Abrupt termination of a commercial relationship: notice period and role of judges

Published on 20 february 2024


Competition – Sales and Distribution – Commercial Contracts

Pursuant to the provisions of article L.442-1, II of the French Commercial Code (Cass. com. 18 October 2023, no. 22-20.438), an established commercial relationship may not be terminated without sufficient notice, on pain of incurring liability on the part of the party responsible for the sudden termination.

In a ruling dated 18 October 2023, the Cour de cassation clarified the role of the judge in assessing the notice period.

The notice period is used to calculate the compensation awarded for the sudden termination of an established commercial relationship. In particular, it is determined on the basis of the duration of the relationship.

In this case, a service provider entered into two successive contracts for consultancy services with a bank, each providing for a fixed term of one year and excluding any tacit renewal. The bank subsequently decided to stop using the service provider.

The Paris Court of Appeal held that the commercial relationship had been established, taking into account in particular the two-year duration of the contract, the changes in the service provider's costs and turnover over this period and their importance in the service provider's balance sheet. It concluded that the notice period should have been three months to allow the service provider to reorganise.

The Court of Appeal therefore awarded compensation corresponding to the loss of earnings during the notice period.

The service provider invoked the provision for sudden termination and, considering the compensation of 25,000 euros awarded insufficient, appealed to the Court of Cassation.

Two successive one-year contracts are sufficient to establish an established relationship

The Cour de cassation usefully points out first that a two-year relationship may be sufficient to demonstrate an established relationship.
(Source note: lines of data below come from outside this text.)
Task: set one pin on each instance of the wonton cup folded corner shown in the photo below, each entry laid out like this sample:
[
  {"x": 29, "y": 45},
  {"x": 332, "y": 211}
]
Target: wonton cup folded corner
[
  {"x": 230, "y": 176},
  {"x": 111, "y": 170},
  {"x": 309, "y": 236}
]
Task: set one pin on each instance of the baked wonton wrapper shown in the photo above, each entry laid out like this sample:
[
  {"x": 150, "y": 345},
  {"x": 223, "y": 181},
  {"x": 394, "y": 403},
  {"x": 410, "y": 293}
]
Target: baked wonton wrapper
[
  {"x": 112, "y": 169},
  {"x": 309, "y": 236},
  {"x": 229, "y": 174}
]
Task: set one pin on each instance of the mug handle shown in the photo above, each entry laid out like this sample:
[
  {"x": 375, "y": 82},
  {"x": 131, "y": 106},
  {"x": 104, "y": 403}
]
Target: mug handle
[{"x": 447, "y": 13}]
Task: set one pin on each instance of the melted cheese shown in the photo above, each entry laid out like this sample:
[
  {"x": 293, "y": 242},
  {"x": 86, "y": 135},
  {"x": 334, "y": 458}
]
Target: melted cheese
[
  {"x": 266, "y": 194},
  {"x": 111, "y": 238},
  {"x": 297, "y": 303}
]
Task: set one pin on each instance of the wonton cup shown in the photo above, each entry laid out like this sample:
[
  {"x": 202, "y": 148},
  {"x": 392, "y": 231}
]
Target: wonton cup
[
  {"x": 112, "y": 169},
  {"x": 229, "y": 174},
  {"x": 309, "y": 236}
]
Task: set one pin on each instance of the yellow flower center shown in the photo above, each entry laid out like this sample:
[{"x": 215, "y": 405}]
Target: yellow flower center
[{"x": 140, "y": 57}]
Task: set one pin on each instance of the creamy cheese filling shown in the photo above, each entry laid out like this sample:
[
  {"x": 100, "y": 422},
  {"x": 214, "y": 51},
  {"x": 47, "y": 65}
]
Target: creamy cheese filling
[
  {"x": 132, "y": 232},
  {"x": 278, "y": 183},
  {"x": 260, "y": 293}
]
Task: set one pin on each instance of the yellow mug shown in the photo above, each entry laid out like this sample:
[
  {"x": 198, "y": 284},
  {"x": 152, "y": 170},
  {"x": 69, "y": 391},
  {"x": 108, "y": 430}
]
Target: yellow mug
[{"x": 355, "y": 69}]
The criteria taken into account are not only duration, but also the stable, ongoing and sustained nature of the relationship and the victim's legitimate belief that the relationship will continue.
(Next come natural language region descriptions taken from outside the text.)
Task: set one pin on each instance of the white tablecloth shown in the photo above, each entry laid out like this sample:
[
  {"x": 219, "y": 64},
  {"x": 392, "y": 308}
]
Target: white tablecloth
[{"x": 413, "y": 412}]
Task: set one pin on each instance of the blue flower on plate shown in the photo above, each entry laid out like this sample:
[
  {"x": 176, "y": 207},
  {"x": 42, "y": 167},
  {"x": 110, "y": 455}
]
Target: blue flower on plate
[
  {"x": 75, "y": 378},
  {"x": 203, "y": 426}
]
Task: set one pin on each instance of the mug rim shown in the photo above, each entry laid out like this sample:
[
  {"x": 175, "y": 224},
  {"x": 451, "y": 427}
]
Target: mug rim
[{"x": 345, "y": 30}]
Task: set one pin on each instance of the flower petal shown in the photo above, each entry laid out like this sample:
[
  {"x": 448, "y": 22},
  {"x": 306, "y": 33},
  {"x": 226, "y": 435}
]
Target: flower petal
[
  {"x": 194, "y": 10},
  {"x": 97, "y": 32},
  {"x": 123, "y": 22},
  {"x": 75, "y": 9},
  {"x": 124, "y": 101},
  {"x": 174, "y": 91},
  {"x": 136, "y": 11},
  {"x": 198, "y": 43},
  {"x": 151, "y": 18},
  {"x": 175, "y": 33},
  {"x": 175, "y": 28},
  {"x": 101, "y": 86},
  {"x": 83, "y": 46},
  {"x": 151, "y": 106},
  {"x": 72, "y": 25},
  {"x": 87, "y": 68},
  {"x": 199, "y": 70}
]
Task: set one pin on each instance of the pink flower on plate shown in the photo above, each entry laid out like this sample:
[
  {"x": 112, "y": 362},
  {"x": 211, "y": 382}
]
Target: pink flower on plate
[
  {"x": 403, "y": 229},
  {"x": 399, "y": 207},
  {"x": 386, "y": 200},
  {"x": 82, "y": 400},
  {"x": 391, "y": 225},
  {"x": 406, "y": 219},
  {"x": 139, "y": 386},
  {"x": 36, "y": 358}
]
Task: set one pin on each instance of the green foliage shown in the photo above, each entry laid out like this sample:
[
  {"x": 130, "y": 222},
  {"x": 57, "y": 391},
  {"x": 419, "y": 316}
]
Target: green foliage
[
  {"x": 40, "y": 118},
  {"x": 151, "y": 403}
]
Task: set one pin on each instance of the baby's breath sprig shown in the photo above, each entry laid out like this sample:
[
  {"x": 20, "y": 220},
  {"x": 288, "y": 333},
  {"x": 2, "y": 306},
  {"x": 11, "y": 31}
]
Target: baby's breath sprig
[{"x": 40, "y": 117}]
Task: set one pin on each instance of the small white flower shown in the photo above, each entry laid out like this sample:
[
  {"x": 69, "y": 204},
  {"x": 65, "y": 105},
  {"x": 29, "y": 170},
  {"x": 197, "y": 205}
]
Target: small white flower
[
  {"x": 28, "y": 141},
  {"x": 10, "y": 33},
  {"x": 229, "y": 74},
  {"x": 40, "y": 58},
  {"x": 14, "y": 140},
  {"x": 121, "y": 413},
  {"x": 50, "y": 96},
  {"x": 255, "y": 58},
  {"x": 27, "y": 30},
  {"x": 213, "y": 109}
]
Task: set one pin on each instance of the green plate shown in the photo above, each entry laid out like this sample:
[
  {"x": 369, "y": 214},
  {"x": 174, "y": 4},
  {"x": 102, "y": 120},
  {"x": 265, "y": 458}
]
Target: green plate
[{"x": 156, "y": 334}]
Sovereign assessment of the notice period

Secondly, the Court of Cassation clarifies the assessment of the length of notice to be given in order to avoid the classification of the termination as brutal:

  • firstly, the Court of Cassation points out that this concept is a matter for the discretion of the trial judges: they do not therefore have to justify how the period granted enables the victim to find a satisfactory alternative,
  • in addition, the Court of Cassation stated that although, in calculating the notice period, the trial judges must refer to the duration of the relationship, a criterion set out in Article L.442-1, II of the French Commercial Code, they may also refer to other criteria, such as the importance of the relationship in the service provider's turnover or the lack of diversification of activities attributable to the service provider.